= Bu Yu =

Chinese politician

Bu Yu (born in September 1965, 卜宇), a native of Xiangshui, Jiangsu, is a politician in the People's Republic of China.

== Biography ==
Bu Yu became a member of the Chinese Communist Party (CCP) in June 1986. From July 1987 to October 1997, he held the positions of chief editor, deputy director, and editor of the Theory and Commentary Department at the Nanjing Daily. He was the editor-in-chief of the Nanjing Daily Newspaper, deputy director of the Nanjing Daily Newspaper Group, and CCP Deputy Committee Secretary in January 2007. In December 2011, he held the positions of station director, chairman of the board of directors, and CCP Committee Secretary at the Nanjing Broadcasting Television Group. He was the CCP Committee secretary, director, and chairman of the board of directors of Nanjing Radio and Television Group in December 2011. He was serving as the CCP Committee secretary, director, and chairman of the board of directors of Jiangsu Radio and Television Corporation (Group) in April 2012. In 2014, he received the 13th Changjiang Taofen Award.

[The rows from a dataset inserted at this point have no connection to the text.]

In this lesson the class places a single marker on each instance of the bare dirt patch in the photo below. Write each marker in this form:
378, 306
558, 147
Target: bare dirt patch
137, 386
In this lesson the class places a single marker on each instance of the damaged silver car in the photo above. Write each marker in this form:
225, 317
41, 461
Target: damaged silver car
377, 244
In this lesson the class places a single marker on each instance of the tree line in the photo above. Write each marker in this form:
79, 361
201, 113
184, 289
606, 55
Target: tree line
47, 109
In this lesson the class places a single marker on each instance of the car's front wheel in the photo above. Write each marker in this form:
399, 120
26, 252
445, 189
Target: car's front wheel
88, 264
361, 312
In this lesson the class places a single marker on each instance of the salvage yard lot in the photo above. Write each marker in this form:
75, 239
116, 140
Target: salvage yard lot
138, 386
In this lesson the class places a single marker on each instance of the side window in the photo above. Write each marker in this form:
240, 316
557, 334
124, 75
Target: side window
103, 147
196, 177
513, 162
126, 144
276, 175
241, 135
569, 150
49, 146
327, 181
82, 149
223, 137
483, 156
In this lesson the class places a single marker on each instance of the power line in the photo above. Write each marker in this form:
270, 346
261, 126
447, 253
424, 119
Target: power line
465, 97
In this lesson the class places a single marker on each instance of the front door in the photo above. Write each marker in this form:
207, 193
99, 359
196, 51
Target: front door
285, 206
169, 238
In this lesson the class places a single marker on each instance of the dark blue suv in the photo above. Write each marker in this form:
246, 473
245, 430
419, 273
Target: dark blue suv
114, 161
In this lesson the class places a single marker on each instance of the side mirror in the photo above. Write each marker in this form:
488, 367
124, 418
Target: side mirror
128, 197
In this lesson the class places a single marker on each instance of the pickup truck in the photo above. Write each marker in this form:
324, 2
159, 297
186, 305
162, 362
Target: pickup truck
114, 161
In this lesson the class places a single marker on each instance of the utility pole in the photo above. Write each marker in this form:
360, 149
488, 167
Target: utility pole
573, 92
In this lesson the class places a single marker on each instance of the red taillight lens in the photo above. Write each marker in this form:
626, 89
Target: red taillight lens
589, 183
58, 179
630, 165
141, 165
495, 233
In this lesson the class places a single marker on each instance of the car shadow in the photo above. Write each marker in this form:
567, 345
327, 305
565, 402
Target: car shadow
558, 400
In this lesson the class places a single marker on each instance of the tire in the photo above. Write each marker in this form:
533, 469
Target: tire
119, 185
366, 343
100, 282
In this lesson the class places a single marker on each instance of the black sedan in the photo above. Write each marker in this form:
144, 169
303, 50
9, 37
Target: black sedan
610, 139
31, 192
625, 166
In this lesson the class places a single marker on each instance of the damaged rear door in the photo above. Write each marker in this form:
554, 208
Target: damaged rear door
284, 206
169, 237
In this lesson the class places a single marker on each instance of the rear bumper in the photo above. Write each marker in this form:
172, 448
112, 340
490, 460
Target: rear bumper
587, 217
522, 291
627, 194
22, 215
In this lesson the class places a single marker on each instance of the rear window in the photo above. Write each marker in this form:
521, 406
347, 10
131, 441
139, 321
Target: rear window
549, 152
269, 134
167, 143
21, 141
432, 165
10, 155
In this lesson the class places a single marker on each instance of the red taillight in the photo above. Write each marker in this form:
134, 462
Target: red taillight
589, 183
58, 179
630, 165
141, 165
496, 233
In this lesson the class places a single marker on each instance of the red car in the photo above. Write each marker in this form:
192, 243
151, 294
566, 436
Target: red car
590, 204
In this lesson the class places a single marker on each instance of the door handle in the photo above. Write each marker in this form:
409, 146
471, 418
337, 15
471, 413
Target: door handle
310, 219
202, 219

Additionally, he was the dean of the School of Journalism and Communication at Nanjing University. He was the vice-chairman of the Ninth Committee of the Literature Federation of Jiangsu Province in April 2015. He was the vice-chairman of the seventh board of directors of the Jiangsu Provincial Journalists Association in November 2015. He was a member of the 13th Jiangsu Provincial Committee of the Chinese Communist Party in November 2016.

In 2017, he served as the sixth vice-chairman of the China Association of Television and Radio Broadcasting (Group) of Jiangsu Province. He was also the CCP Committee Secretary, director, chairperson of the board of directors, and dean of the School of Journalism and Communication at Nanjing University.

In July 2020, Bu Yu was elected as the new Chairman of Jiangsu Provincial Television Association. He was the deputy director of the Committee of Professional Ethics Construction in Television Sector of the China Television Association in December 2020. He was the director of the Press Office of the Jiangsu Provincial Government from June 2022 to March 2023.